Perturbé, Kakarotto leva les yeux au ciel, voyant son ennemi à la limite de l’attraction de l’astéroïde, presque dans l’espace. Vegeta, le bras tendu vers les profondeurs galactiques, commença à accumuler de l’énergie au creux de sa main. Une sorte de maelström se forma autour de lui, l’épicentre situé dans cette sphère d’énergie qui se développait peu à peu au-dessus du Saiyan. Ses camarades de l’espace 18 observèrent stupéfaits la scène, découvrant cette technique pour le moins inédite. Vegeta de l’univers 13 était tout aussi attentif. Sans doute allait-il découvrir quelques nouveautés chez son homologue ! Cependant, Kakarotto n’avait pas dit son dernier mot :

– Argh… Cracha-t-il. Tant pis, je ne voulais pas utiliser cette attaque stupide, mais tant pis pour ma fierté. Je vais le détruire, c’est tout ce qui compte, je me fiche de la honte. Je vais te réduire en poussières !

Pliant les jambes, il déploya toute son énergie, et adopta une posture bien familière aux membres de plusieurs univers. Une énergie bleue se dessina dans les mains de Kakarotto, placées près de sa hanche droite, et Pan de l’espace 18 s’exclama, inquiète :

– C’est le Kamehameha ! Il avait dit qu’il connaissait cette technique, mais il disait qu’elle était minable !

– Mais il a bien précisé qu’il la connaissait, nota Gohan. Cela doit lui en coûter de faire appel à ça, mais il n’a plus tellement le choix. Il est trop faible pour continuer un corps à corps, et l’énergie qu’il lui reste suffira à peine à une dernière vague déferlante.

– Ça me remémore mon combat contre Vegeta, la première fois ! se rappela Gokû. Il m’avait lancé son Garric Cannon, et j’avais dû répliquer avec le Kamehameha avec le Kaiôken à pleine puissance ! Je me demande ce qu’il va nous sortir, cette fois.

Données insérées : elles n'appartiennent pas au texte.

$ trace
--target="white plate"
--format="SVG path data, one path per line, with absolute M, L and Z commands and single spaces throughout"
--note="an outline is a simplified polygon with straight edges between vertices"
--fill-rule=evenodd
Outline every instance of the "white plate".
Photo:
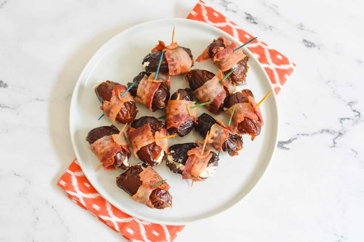
M 264 120 L 261 132 L 254 141 L 250 136 L 243 136 L 244 148 L 240 155 L 230 157 L 220 154 L 218 167 L 214 177 L 203 182 L 182 180 L 181 175 L 171 173 L 163 162 L 157 170 L 171 186 L 173 207 L 163 210 L 151 209 L 134 202 L 115 184 L 115 178 L 122 170 L 95 172 L 99 161 L 88 149 L 85 138 L 91 129 L 111 123 L 102 114 L 100 104 L 94 89 L 99 82 L 107 80 L 126 85 L 140 72 L 144 57 L 157 44 L 158 40 L 169 44 L 172 30 L 175 26 L 175 40 L 181 45 L 191 49 L 195 58 L 214 38 L 224 36 L 239 42 L 228 34 L 207 24 L 185 19 L 161 19 L 143 23 L 119 34 L 102 47 L 91 58 L 81 73 L 74 91 L 70 108 L 70 128 L 75 153 L 83 172 L 92 186 L 101 195 L 116 207 L 132 216 L 147 221 L 169 225 L 185 224 L 221 213 L 240 201 L 252 190 L 266 169 L 277 146 L 278 113 L 276 96 L 271 94 L 260 106 Z M 240 42 L 239 42 L 240 43 Z M 268 75 L 259 62 L 247 49 L 248 85 L 243 87 L 253 91 L 257 102 L 273 89 Z M 215 73 L 218 68 L 210 60 L 195 62 L 194 68 L 206 69 Z M 189 87 L 184 76 L 171 78 L 171 94 L 178 88 Z M 149 115 L 158 117 L 162 111 L 152 112 L 137 104 L 139 112 L 136 118 Z M 198 115 L 210 113 L 206 108 L 199 108 Z M 223 112 L 218 116 L 225 123 L 228 119 Z M 123 125 L 117 126 L 119 129 Z M 200 141 L 203 138 L 194 130 L 181 138 L 169 139 L 170 145 Z M 139 162 L 133 155 L 130 162 Z

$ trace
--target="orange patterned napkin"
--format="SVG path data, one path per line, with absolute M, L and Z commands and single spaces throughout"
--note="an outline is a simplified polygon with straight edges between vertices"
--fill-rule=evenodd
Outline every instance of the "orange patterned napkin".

Vegeta, toujours en train de charger son attaque, n’avait même pas pris un air étonné en voyant son adversaire se préparer de la sorte. Il savait que, quoi qu’il fasse, Kakarotto ne reprendrait pas le dessus. En lui montrant cette technique, il pouvait surtout donner à son rival et à Cell, en train de les regarder, un aperçu de ce qui les attendait. La sphère de Ki dans sa main s’illumina, prenant une teinte violette. Kakarotto, aux abois, tendit les bras vers lui avec panique, balançant un gigantesque Kamehameha. Cell nota qu’il était presque de la même puissance que le sien lorsqu’il avait tenté de faire exploser la Terre avec Son Gohan lors du Cell Game, avant de perdre #18. L’énergie du désespoir pouvait révéler bien des surprises. Vegeta, un air impassible sur le visage, observa la vague déferlante se rapprocher de lui, puis lança sa boule d’énergie avec force sur Kakarotto en s’écriant :

– Prends ça !

La boule violette fonça sur le Kamehameha de Kakarotto, tourbillonnant telle une toupie, et frappa le jet d’énergie bleue de plein fouet. Ce dernier n’arrêta pas sa course pour autant, et avala l’attaque de Vegeta, continuant sa route vers l’ancien prince. Kakarotto sourit tandis que Pan tremblait, mais c’est alors que la vague déferlante, au moment de toucher Vegeta, se divisa en deux, passant autour du Saiyan immobile qui gardait les yeux fixés sur son ennemi. Vegeta de l’Univers 13 s’écria, stupéfait :

– Mais… Qu’est-ce qu’il a fait ? Je n’ai pas compris ce qu’il vient de se produire !

– C’est cette petite boule violette qui a fait ça ! S’exclama Raditz à côté.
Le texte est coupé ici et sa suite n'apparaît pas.